通过对ZW-4菌株的16S rDNA序列测定和分析比较,该菌为新菌株,将该菌株命名为原壁菌(Prototheca sp.)ZW-4,其16S rDNA序列如SEQ ID NO.1所示。
实施例2
在无菌条件下,将ZW-4菌株接种到装有100mL富集培养基的250mL灭菌锥形瓶中,置于恒温摇床内,30℃,150 rpm,培养48h。富集培养基EM(Enrichment Medium)的主要成分为:10g/L蛋白胨、5g/L酵母粉、10g/LNaCl,蒸馏水1000mL,pH6.8~7.2。
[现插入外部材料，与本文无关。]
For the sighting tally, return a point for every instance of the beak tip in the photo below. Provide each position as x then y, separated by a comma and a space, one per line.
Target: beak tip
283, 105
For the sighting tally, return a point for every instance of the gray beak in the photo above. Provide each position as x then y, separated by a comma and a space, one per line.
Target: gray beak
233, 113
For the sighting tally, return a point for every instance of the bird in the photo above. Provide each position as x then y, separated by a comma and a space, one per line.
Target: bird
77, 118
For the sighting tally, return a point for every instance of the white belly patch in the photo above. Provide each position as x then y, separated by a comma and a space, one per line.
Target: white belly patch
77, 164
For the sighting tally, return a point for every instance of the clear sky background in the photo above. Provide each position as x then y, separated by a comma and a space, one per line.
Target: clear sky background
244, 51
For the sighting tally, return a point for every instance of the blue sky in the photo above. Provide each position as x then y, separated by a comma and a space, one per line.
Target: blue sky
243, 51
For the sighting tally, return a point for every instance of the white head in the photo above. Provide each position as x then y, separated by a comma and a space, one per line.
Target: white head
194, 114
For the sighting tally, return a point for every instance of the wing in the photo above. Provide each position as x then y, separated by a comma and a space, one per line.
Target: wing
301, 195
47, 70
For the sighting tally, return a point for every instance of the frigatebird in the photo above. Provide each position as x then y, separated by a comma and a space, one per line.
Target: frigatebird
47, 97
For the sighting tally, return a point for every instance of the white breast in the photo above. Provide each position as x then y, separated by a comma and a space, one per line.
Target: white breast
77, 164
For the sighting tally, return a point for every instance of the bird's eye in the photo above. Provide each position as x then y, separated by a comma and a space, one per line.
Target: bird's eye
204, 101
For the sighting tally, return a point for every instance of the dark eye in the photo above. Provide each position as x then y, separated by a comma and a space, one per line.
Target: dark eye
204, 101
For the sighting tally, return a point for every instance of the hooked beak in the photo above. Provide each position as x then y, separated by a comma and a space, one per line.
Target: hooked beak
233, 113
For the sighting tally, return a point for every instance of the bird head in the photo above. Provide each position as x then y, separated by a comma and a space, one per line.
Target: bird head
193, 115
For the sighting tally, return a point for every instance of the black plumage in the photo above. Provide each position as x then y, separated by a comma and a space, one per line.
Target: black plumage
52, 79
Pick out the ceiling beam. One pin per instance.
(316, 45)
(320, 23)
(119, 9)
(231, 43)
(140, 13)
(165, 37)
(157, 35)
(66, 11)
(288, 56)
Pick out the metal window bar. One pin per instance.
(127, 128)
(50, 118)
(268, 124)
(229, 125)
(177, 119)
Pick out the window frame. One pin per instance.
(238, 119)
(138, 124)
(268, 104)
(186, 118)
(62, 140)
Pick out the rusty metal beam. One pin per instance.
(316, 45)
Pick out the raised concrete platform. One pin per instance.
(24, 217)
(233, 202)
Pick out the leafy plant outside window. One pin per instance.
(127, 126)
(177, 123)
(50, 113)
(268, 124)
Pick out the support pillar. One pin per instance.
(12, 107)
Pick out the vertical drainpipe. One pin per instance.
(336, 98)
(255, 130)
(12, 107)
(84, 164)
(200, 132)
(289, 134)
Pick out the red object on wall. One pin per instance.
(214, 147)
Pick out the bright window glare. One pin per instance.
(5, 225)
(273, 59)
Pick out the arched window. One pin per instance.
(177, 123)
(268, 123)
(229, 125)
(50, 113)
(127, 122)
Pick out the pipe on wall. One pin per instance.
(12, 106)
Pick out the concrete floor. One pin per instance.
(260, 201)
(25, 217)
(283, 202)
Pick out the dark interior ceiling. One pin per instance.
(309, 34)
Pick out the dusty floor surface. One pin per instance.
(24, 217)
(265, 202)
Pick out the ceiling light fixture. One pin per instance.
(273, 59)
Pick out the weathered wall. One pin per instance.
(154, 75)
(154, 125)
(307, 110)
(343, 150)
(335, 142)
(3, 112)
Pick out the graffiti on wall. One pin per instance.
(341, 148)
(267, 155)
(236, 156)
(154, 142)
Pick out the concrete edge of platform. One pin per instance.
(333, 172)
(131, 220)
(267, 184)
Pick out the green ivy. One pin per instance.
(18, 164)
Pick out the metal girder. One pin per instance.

取富集培养的菌液于10mL灭菌离心管中,在以6000r/min的转速离心10min。之后用无菌生理盐水反复洗涤并离心2~3次,配成一定浓度的菌悬液,按10%的量接种于颜料红23的脱色培养基中进行脱色实验,18h后取10mL的培养基的物质于10000r/min的转速,离心6min,上清液经紫外分光光度计测定吸光度A,分析该菌对颜料红23的脱色效果。颜料红23脱色培养基主要成分为:0.1g/LCaCl2、0.5g/L MgSO4·7H2O、1g/LNaCl、1g/LKH2PO4、1g/LNa2HPO4、10g/L酵母粉、100mg/L颜料红23,蒸馏水1000mL,pH=6.8~7.2。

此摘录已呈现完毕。